The HR Dictionary
Contingency recruitment refers to a type of recruitment in which a recruitment agency collects fees from clients only when a qualified candidate is searched and placed by them for the position in question.
Contingency vs Retained Recruiters
The primary distinction between retained and contingency recruiters is how they are compensated. Recruiters that work on a contingency basis are only compensated when they find a candidate who accepts a job offer while a predetermined upfront payment and further remuneration are made to retained recruiters once they successfully find a candidate to fill the position.
Pros of Contingency Recruiting
- Contingency recruiting allows the organization to pay the recruiters only if a qualified applicant found by the agency is hired.
- The organization can avoid upgrading office premises to make room for recruitment specialists by outsourcing the recruiting activities.

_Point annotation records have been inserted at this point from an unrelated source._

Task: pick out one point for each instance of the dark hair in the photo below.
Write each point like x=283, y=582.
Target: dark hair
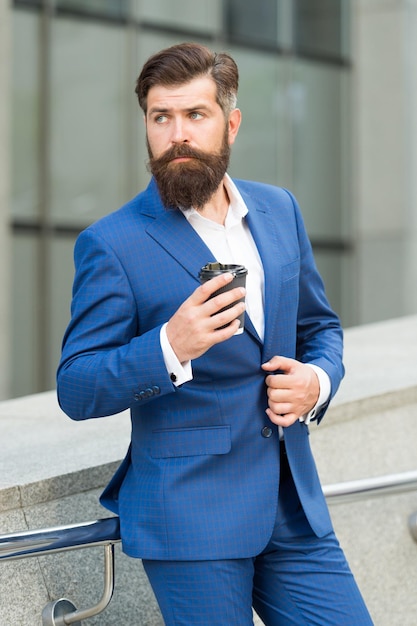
x=181, y=63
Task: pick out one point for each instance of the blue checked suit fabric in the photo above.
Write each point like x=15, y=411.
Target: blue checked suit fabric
x=199, y=480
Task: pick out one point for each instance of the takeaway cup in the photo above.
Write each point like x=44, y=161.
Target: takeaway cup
x=210, y=270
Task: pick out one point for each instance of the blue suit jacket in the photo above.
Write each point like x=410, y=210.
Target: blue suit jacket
x=199, y=480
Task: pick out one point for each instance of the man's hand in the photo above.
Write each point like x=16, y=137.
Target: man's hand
x=191, y=331
x=291, y=393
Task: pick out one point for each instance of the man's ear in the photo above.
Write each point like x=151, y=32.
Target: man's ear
x=233, y=124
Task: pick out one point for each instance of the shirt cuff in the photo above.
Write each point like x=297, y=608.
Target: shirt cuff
x=324, y=394
x=179, y=373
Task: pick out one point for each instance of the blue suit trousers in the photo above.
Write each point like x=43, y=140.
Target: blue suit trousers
x=297, y=580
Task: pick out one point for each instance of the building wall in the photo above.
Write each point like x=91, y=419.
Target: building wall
x=4, y=196
x=385, y=157
x=78, y=149
x=329, y=100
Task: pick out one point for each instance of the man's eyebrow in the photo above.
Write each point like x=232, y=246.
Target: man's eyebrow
x=162, y=109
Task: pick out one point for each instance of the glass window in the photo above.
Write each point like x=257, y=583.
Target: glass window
x=111, y=8
x=319, y=28
x=252, y=23
x=257, y=152
x=202, y=16
x=89, y=160
x=25, y=318
x=25, y=115
x=320, y=114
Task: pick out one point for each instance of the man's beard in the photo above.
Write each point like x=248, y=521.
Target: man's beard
x=189, y=183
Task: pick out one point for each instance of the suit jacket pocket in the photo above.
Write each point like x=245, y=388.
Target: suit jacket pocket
x=176, y=442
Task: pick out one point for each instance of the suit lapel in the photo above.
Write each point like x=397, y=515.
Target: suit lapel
x=171, y=230
x=266, y=236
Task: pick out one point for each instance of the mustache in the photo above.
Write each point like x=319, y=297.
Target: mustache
x=177, y=151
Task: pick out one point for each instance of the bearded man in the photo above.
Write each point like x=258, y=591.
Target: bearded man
x=218, y=493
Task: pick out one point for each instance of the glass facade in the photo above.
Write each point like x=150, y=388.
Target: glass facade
x=78, y=135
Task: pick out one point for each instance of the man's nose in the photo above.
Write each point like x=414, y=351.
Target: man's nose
x=179, y=132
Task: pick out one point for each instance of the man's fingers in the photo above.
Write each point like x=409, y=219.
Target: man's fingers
x=281, y=363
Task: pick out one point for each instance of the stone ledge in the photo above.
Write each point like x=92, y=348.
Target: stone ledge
x=47, y=456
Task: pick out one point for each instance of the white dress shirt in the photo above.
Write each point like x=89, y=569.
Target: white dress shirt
x=233, y=243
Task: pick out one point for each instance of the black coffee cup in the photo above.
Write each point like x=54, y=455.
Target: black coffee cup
x=210, y=270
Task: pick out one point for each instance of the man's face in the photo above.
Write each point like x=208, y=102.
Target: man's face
x=188, y=141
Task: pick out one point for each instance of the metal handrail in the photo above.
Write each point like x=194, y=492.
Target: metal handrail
x=103, y=532
x=106, y=532
x=378, y=486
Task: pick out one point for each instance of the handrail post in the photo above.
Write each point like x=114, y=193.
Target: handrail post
x=62, y=612
x=412, y=525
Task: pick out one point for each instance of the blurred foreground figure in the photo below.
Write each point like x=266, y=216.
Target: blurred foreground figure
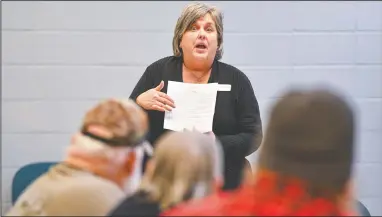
x=185, y=166
x=100, y=168
x=304, y=166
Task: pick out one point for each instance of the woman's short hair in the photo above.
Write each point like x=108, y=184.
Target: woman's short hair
x=190, y=14
x=185, y=167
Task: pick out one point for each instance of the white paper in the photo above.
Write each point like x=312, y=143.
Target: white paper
x=195, y=106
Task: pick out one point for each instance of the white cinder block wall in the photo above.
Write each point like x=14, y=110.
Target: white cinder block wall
x=60, y=58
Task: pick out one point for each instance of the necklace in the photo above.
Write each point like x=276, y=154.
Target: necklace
x=197, y=79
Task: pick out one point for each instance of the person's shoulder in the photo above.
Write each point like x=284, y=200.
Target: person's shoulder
x=91, y=187
x=165, y=61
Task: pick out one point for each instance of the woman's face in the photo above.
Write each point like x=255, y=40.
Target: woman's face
x=200, y=41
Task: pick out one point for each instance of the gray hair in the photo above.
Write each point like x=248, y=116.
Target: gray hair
x=190, y=14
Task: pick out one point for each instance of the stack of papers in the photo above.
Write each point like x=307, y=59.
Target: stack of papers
x=195, y=106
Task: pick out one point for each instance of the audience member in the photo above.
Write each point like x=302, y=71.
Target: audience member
x=98, y=169
x=185, y=166
x=304, y=166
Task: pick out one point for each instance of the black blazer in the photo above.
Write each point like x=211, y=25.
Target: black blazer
x=236, y=122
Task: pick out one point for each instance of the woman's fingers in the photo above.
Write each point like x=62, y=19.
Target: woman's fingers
x=164, y=98
x=161, y=106
x=158, y=108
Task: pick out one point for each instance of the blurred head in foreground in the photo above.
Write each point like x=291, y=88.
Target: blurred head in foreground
x=304, y=165
x=113, y=133
x=309, y=144
x=99, y=169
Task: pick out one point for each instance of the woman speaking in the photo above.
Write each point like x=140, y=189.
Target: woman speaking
x=198, y=47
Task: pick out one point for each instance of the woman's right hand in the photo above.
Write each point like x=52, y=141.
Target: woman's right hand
x=153, y=99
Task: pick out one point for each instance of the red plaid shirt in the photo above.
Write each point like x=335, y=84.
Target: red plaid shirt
x=260, y=199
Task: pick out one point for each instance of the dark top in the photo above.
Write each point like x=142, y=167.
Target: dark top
x=137, y=205
x=236, y=122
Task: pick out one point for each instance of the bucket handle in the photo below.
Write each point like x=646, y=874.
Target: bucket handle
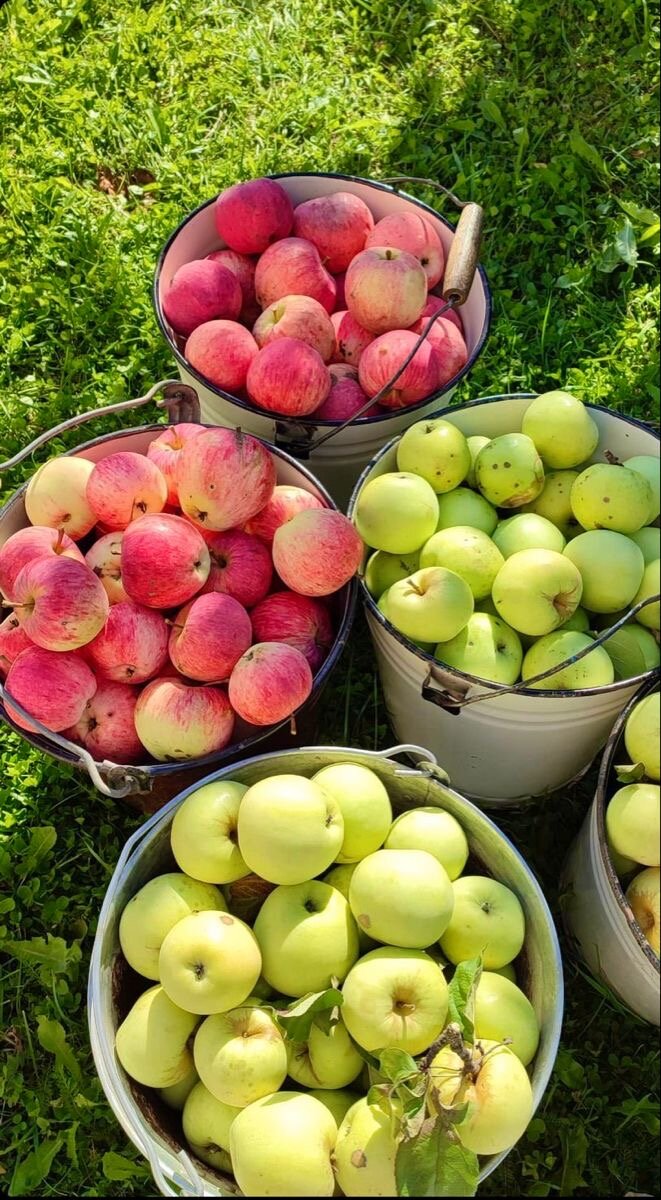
x=455, y=697
x=179, y=399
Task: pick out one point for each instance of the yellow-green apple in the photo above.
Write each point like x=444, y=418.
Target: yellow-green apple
x=240, y=1055
x=365, y=807
x=203, y=834
x=396, y=513
x=431, y=829
x=611, y=497
x=253, y=214
x=317, y=552
x=643, y=897
x=486, y=648
x=395, y=997
x=487, y=921
x=641, y=735
x=509, y=471
x=133, y=645
x=503, y=1011
x=562, y=429
x=611, y=568
x=154, y=1041
x=287, y=811
x=209, y=963
x=307, y=937
x=438, y=451
x=282, y=1146
x=155, y=910
x=498, y=1096
x=536, y=591
x=56, y=496
x=385, y=288
x=179, y=720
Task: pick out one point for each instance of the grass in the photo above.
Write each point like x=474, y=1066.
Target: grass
x=115, y=119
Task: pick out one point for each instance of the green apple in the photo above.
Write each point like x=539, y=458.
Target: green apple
x=383, y=569
x=503, y=1011
x=466, y=508
x=562, y=429
x=486, y=648
x=240, y=1055
x=527, y=531
x=431, y=829
x=436, y=450
x=536, y=591
x=593, y=671
x=307, y=937
x=152, y=1042
x=498, y=1096
x=365, y=807
x=289, y=829
x=469, y=552
x=395, y=997
x=282, y=1146
x=643, y=897
x=209, y=963
x=396, y=511
x=634, y=822
x=641, y=735
x=487, y=919
x=206, y=1122
x=432, y=605
x=402, y=898
x=203, y=833
x=509, y=471
x=611, y=568
x=154, y=910
x=328, y=1060
x=611, y=497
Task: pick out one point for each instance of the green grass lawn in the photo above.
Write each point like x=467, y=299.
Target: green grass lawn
x=115, y=119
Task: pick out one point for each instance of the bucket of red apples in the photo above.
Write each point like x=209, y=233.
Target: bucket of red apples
x=172, y=594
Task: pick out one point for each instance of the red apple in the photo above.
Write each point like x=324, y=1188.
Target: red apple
x=293, y=267
x=299, y=317
x=269, y=683
x=133, y=645
x=296, y=621
x=224, y=478
x=317, y=552
x=164, y=561
x=209, y=636
x=50, y=685
x=240, y=565
x=385, y=355
x=337, y=225
x=413, y=233
x=385, y=289
x=202, y=291
x=180, y=720
x=107, y=727
x=288, y=377
x=25, y=545
x=60, y=603
x=250, y=216
x=284, y=503
x=124, y=486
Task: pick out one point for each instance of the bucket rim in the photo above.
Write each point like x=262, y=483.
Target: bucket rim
x=310, y=421
x=428, y=659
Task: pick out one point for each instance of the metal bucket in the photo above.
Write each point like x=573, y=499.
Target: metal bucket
x=595, y=910
x=149, y=785
x=113, y=988
x=499, y=745
x=342, y=457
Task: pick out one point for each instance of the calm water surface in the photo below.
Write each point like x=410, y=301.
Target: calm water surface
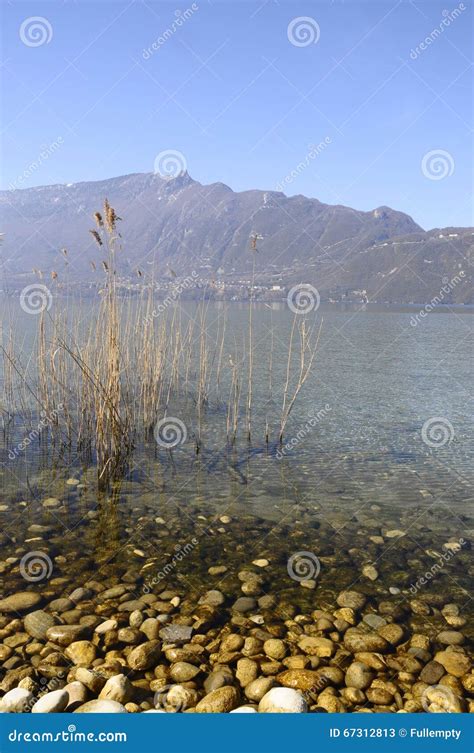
x=356, y=464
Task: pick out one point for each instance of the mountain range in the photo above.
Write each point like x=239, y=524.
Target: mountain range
x=181, y=226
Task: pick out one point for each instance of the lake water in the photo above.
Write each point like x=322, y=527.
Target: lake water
x=375, y=470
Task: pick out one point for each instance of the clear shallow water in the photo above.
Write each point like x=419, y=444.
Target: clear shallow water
x=361, y=470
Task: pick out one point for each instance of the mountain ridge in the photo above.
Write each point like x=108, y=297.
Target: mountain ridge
x=187, y=226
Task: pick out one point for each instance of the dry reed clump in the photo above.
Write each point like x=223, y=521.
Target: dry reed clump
x=123, y=369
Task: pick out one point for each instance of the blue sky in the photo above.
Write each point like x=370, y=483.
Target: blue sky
x=242, y=103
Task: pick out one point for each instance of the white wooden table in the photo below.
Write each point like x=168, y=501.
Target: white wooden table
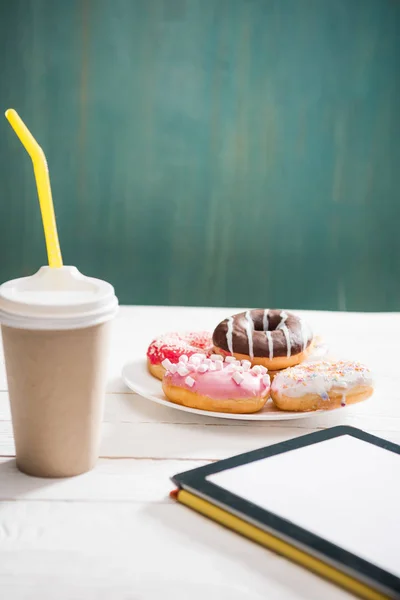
x=115, y=534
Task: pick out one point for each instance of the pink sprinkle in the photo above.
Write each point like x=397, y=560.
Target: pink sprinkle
x=266, y=380
x=183, y=371
x=166, y=363
x=216, y=357
x=237, y=377
x=256, y=370
x=190, y=381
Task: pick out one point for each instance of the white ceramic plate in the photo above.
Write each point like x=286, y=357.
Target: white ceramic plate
x=138, y=379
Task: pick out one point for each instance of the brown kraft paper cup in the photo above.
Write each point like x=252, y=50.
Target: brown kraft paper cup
x=56, y=383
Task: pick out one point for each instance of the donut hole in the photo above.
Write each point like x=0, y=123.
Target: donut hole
x=274, y=320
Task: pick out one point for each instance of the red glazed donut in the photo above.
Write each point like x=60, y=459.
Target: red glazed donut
x=173, y=345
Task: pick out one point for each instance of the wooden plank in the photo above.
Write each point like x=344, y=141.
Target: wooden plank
x=126, y=550
x=188, y=441
x=111, y=481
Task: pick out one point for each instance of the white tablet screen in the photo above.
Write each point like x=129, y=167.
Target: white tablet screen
x=344, y=489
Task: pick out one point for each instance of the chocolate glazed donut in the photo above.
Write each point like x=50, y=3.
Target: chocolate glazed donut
x=273, y=338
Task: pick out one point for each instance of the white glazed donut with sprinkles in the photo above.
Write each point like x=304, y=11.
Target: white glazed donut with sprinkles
x=321, y=385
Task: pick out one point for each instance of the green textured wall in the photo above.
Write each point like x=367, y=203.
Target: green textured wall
x=209, y=152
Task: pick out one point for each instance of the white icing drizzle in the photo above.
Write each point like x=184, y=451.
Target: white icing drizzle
x=286, y=333
x=249, y=331
x=304, y=336
x=270, y=344
x=265, y=320
x=229, y=334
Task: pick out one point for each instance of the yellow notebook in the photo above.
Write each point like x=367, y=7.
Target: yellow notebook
x=329, y=501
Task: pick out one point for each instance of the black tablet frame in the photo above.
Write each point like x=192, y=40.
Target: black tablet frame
x=195, y=481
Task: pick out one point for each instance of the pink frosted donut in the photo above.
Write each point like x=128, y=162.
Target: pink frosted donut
x=211, y=384
x=173, y=345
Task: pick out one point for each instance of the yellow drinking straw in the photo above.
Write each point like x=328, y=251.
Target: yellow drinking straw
x=41, y=171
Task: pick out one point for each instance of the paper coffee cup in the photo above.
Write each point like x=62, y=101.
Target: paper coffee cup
x=55, y=328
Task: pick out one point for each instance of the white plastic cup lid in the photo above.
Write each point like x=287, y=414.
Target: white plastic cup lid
x=56, y=299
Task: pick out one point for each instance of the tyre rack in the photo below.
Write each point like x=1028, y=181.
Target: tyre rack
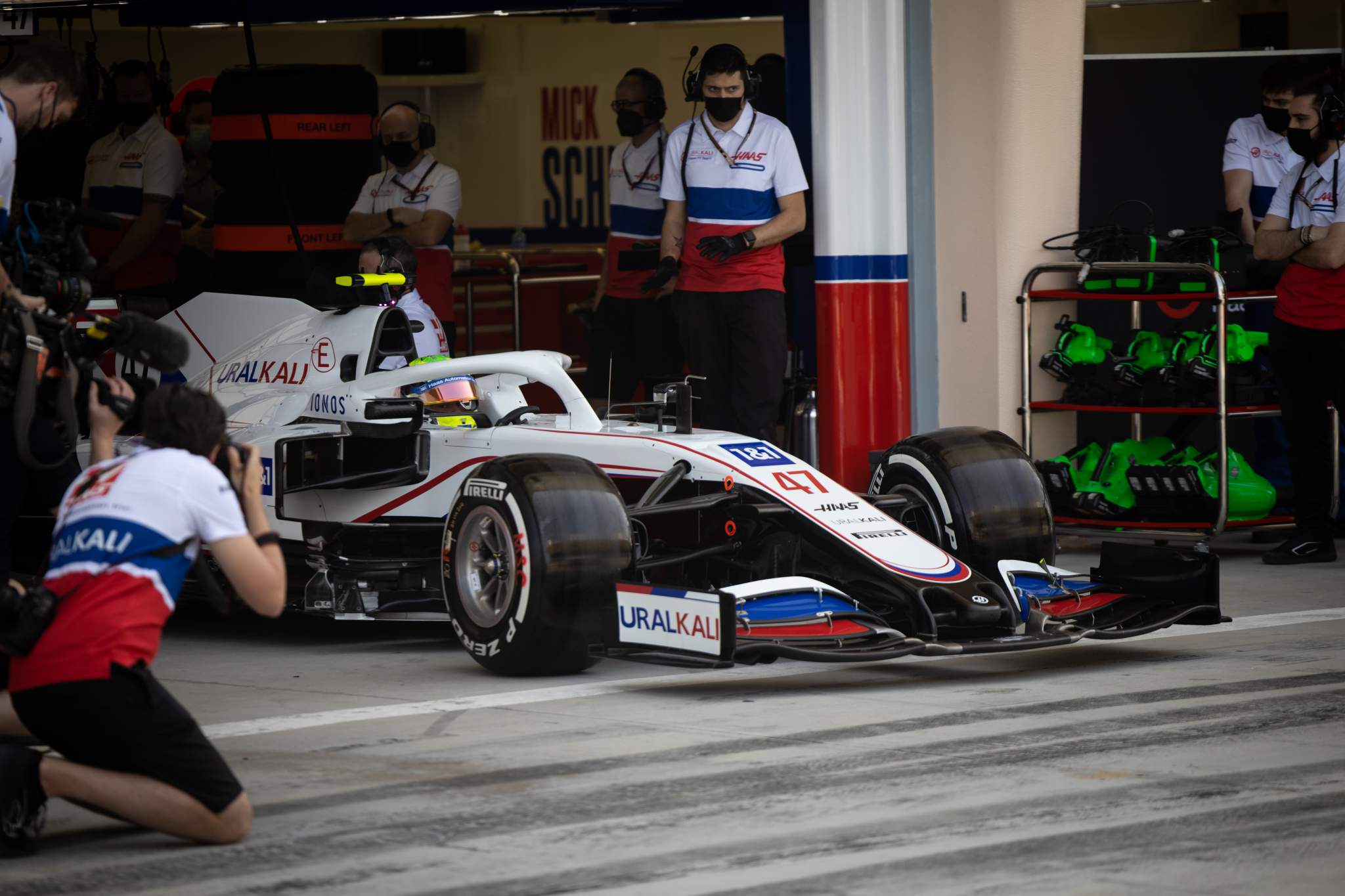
x=1195, y=531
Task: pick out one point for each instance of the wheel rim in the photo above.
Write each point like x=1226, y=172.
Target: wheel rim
x=483, y=567
x=917, y=515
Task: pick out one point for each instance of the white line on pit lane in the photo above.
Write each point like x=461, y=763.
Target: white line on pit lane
x=603, y=688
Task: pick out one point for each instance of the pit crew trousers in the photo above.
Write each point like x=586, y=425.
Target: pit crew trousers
x=738, y=341
x=1310, y=370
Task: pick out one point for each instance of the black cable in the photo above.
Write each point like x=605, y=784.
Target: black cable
x=271, y=142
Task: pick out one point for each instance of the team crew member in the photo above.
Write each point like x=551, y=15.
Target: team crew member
x=127, y=534
x=1256, y=154
x=200, y=188
x=417, y=199
x=41, y=91
x=735, y=191
x=634, y=335
x=395, y=255
x=1306, y=224
x=136, y=174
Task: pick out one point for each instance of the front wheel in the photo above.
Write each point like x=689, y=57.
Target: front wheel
x=529, y=545
x=973, y=492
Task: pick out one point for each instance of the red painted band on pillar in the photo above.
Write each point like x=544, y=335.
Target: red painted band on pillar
x=864, y=375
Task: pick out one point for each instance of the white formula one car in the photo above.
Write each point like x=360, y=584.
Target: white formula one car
x=549, y=540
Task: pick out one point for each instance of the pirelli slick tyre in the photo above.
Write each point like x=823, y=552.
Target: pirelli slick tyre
x=530, y=547
x=973, y=492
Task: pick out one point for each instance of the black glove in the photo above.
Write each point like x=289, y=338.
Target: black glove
x=662, y=274
x=721, y=249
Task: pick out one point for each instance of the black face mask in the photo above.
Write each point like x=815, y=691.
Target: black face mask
x=1275, y=119
x=37, y=132
x=400, y=152
x=1301, y=140
x=722, y=108
x=133, y=113
x=630, y=123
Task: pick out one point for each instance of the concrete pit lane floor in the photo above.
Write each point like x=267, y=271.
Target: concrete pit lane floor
x=384, y=761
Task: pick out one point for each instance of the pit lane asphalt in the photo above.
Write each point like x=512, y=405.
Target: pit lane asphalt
x=1201, y=762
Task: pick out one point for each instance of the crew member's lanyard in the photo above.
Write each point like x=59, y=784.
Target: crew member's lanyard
x=741, y=142
x=632, y=184
x=418, y=184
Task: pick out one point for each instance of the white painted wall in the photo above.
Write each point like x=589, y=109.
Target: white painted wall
x=1007, y=86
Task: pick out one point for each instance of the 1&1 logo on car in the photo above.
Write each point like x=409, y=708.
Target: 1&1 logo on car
x=757, y=454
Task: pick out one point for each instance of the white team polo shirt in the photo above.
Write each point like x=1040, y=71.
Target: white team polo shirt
x=1254, y=147
x=119, y=172
x=431, y=340
x=1308, y=195
x=427, y=187
x=726, y=196
x=634, y=177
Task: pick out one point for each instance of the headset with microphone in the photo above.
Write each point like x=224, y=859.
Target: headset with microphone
x=1332, y=113
x=694, y=79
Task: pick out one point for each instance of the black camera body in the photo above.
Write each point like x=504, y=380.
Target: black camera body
x=24, y=617
x=47, y=254
x=222, y=459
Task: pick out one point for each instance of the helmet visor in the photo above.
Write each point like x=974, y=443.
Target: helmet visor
x=444, y=393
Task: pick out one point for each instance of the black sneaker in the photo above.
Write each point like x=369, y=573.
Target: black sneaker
x=1302, y=548
x=23, y=803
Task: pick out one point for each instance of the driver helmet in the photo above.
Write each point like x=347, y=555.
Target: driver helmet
x=451, y=400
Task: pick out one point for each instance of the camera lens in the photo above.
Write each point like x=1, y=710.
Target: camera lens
x=66, y=293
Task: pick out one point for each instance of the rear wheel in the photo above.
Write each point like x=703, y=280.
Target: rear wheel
x=529, y=543
x=973, y=492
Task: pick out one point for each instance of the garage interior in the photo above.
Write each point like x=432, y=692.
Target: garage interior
x=943, y=142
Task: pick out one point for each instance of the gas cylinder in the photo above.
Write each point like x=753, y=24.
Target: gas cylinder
x=802, y=436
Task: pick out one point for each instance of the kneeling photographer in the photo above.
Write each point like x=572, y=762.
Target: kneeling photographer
x=127, y=532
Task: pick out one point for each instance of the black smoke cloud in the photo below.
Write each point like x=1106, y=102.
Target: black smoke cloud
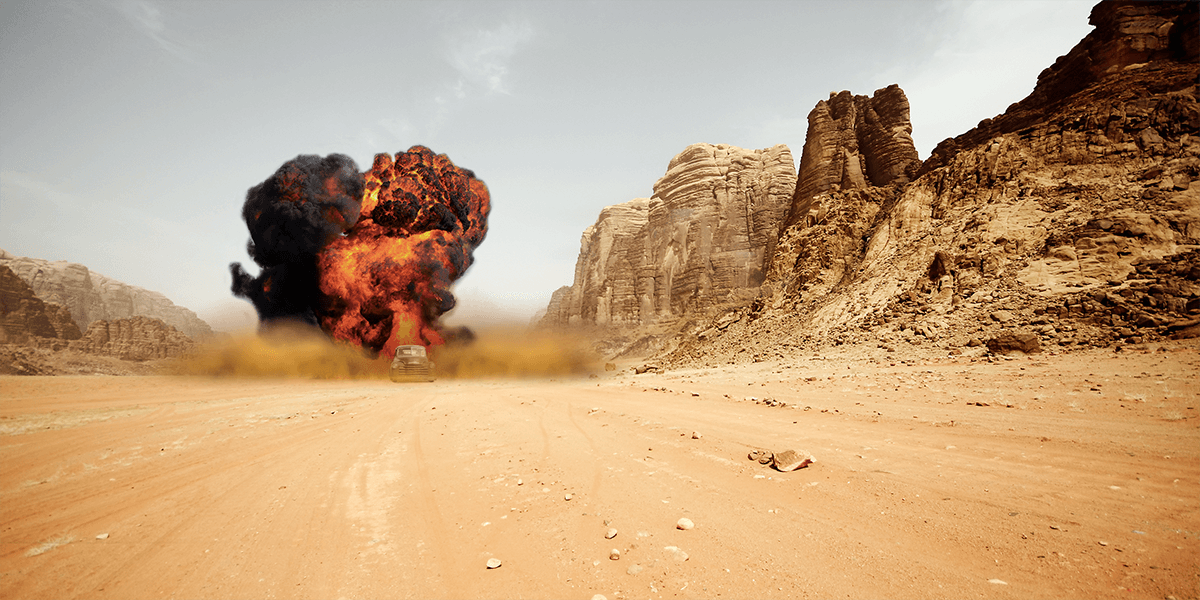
x=293, y=215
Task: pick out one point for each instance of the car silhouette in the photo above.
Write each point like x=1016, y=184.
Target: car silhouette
x=412, y=365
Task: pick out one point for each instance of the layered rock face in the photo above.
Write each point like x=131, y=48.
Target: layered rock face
x=27, y=319
x=856, y=147
x=700, y=241
x=1074, y=215
x=852, y=143
x=133, y=339
x=91, y=297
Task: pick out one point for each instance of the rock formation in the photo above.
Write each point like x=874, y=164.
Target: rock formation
x=1073, y=215
x=853, y=142
x=91, y=297
x=25, y=319
x=856, y=147
x=133, y=339
x=700, y=241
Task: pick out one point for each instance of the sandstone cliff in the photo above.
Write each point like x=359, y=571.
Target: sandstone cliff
x=133, y=339
x=1073, y=216
x=91, y=297
x=25, y=319
x=700, y=241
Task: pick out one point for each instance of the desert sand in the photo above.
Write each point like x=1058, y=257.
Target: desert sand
x=1079, y=477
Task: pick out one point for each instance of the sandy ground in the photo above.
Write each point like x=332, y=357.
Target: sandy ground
x=1080, y=478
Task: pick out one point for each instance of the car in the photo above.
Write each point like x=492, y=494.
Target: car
x=412, y=365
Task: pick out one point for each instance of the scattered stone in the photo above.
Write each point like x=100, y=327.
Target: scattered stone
x=1015, y=341
x=791, y=460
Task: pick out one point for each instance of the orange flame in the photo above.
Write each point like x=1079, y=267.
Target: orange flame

- Contingency recruiters are driven to meet deadlines if the organization has to fill a position promptly.
Cons of Contingency Recruiting
- There is no assurance that the contractor will locate a qualified applicant.
- The hiring process is not entirely outsourced when contingency recruiting is used. Organizations still have to spend time evaluating resumes, choosing which candidates to interview, and conducting the interviews.
Afterward, candidates shortlisted through contingency recruiting and retained recruiters are usually added to an Applicant Tracking System (ATS) for processing by the organization. In some cases, ATSs are available in-built into HR software as well.